The beating heart of Oklahoma’s beef industry—and in fact the largest cattle market in the world—can be found buried right in the heart of the capital city at the Oklahoma National Stockyards.
ONSY visitors will witness one of the last surviving stockyards of its kind, a 120-acre facility with live cattle, sprawling pens, and modern cowboys situated amidst a town comprised of century-old small businesses primarily catering to the work done within the stockyards. Tours of the stockyards traverse the grounds from the “catwalk” above the bustling maze of pens bursting with cattle.
Twice a week, prospectors fill a small auditorium within the stockyards for a marathon auction in which up to 15,000 cattle are sold each day. Staff members usher herd after herd of lively cattle into a viewing pen centering the room before an auctioneer announces their provenance (cattle are sold here from as far away as Florida, California, and Canada) and begins the bidding. Buyers assess the livestock while the auctioneer carries out his sing-song bidding chatter, upping the offer in response to raised fingers and nods from around the audience. Each herd is presented and sold in under a minute from early morning to well after midnight, with up to $13 million dollars being exchanged daily on little more than a handshake.
Established in 1910, the stockyard quickly rose to prominence given its centralized location, nationally speaking. Packing plants emerged to facilitate the post-sale slaughtering processing. The booming business created hundreds of jobs, which spurred the growth of a pocket of downtown that locals called “Packingtown,” full of steakhouses, saloons, and hotels.
Given the grueling nature of the work therein and the workers it attracted, Packingtown came to be known as one of the wilder parts of the downtown area, with denizens taking to bootlegging, gambling, and sex work. Legend has it that in 1945 Hank Frey, then-owner of Cattlemen’s Steakhouse, bet the restaurant on a craps game against Percy Wade. Wade ran Cattlemen’s with his son for the next 45 years.

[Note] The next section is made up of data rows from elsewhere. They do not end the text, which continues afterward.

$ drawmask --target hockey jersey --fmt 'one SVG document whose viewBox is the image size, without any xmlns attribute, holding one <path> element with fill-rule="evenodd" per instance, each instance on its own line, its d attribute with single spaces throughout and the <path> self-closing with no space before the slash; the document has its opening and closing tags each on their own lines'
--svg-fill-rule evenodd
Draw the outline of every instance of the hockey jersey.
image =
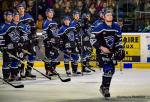
<svg viewBox="0 0 150 102">
<path fill-rule="evenodd" d="M 20 23 L 23 23 L 26 25 L 27 31 L 29 32 L 29 38 L 32 39 L 32 37 L 36 36 L 36 26 L 34 19 L 29 13 L 25 13 L 24 16 L 20 17 Z"/>
<path fill-rule="evenodd" d="M 104 46 L 111 52 L 122 48 L 122 32 L 119 25 L 115 22 L 112 23 L 112 26 L 108 26 L 103 22 L 94 28 L 91 33 L 95 34 L 97 41 L 95 42 L 94 46 L 96 48 Z"/>
</svg>

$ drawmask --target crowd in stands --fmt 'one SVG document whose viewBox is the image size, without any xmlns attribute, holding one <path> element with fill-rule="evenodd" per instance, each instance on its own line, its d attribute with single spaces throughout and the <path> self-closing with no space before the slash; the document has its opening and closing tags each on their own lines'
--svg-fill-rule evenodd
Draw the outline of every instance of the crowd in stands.
<svg viewBox="0 0 150 102">
<path fill-rule="evenodd" d="M 42 28 L 42 22 L 45 19 L 45 10 L 47 8 L 54 8 L 55 20 L 59 24 L 61 24 L 61 19 L 64 15 L 72 16 L 72 11 L 75 9 L 81 11 L 81 13 L 89 12 L 93 22 L 98 18 L 98 12 L 105 7 L 111 7 L 116 11 L 117 0 L 114 0 L 113 2 L 111 2 L 112 0 L 109 1 L 110 2 L 107 2 L 107 0 L 0 0 L 0 22 L 3 21 L 3 12 L 6 10 L 16 10 L 16 5 L 19 3 L 24 4 L 26 12 L 33 16 L 38 29 Z M 121 24 L 124 22 L 122 16 L 123 13 L 120 12 L 119 23 Z M 132 28 L 131 30 L 133 30 L 134 25 L 131 26 L 132 27 L 125 27 L 124 32 L 129 28 Z M 140 30 L 141 28 L 139 28 L 139 31 Z"/>
</svg>

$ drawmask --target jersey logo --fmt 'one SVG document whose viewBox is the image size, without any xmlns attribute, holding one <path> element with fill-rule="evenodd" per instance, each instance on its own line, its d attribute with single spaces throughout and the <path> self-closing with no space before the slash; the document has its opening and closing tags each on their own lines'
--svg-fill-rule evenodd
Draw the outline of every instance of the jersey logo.
<svg viewBox="0 0 150 102">
<path fill-rule="evenodd" d="M 69 33 L 67 34 L 67 36 L 68 36 L 68 39 L 69 39 L 70 41 L 74 41 L 74 40 L 75 40 L 75 36 L 74 36 L 73 31 L 69 32 Z"/>
<path fill-rule="evenodd" d="M 107 37 L 104 37 L 105 41 L 106 41 L 106 45 L 109 47 L 109 48 L 113 48 L 113 45 L 114 45 L 114 36 L 107 36 Z"/>
<path fill-rule="evenodd" d="M 31 27 L 30 27 L 30 25 L 29 24 L 25 24 L 26 25 L 26 28 L 25 28 L 25 30 L 27 31 L 27 32 L 30 32 L 31 31 Z"/>
<path fill-rule="evenodd" d="M 91 45 L 94 45 L 94 43 L 96 43 L 96 39 L 90 39 L 90 43 L 91 43 Z"/>
<path fill-rule="evenodd" d="M 19 42 L 19 40 L 20 40 L 20 34 L 19 34 L 19 32 L 16 29 L 13 30 L 12 32 L 10 32 L 8 35 L 10 36 L 10 39 L 13 42 Z"/>
</svg>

Today the area is called Stockyard City. You can still visit many of the historic businesses that opened alongside the booming stockyards, like Cattlemen’s Steakhouse (opened 1910) in addition to Exchange Pharmacy (1910), Langston’s Western Wear (1916), and the National Saddlery (1926). And if you’ve got deep enough pockets and a big enough truck, there’s always a herd of cattle for sale.
Know Before You Go
This is NOT on the outskirts of OKC, it's right in the middle of it, literally.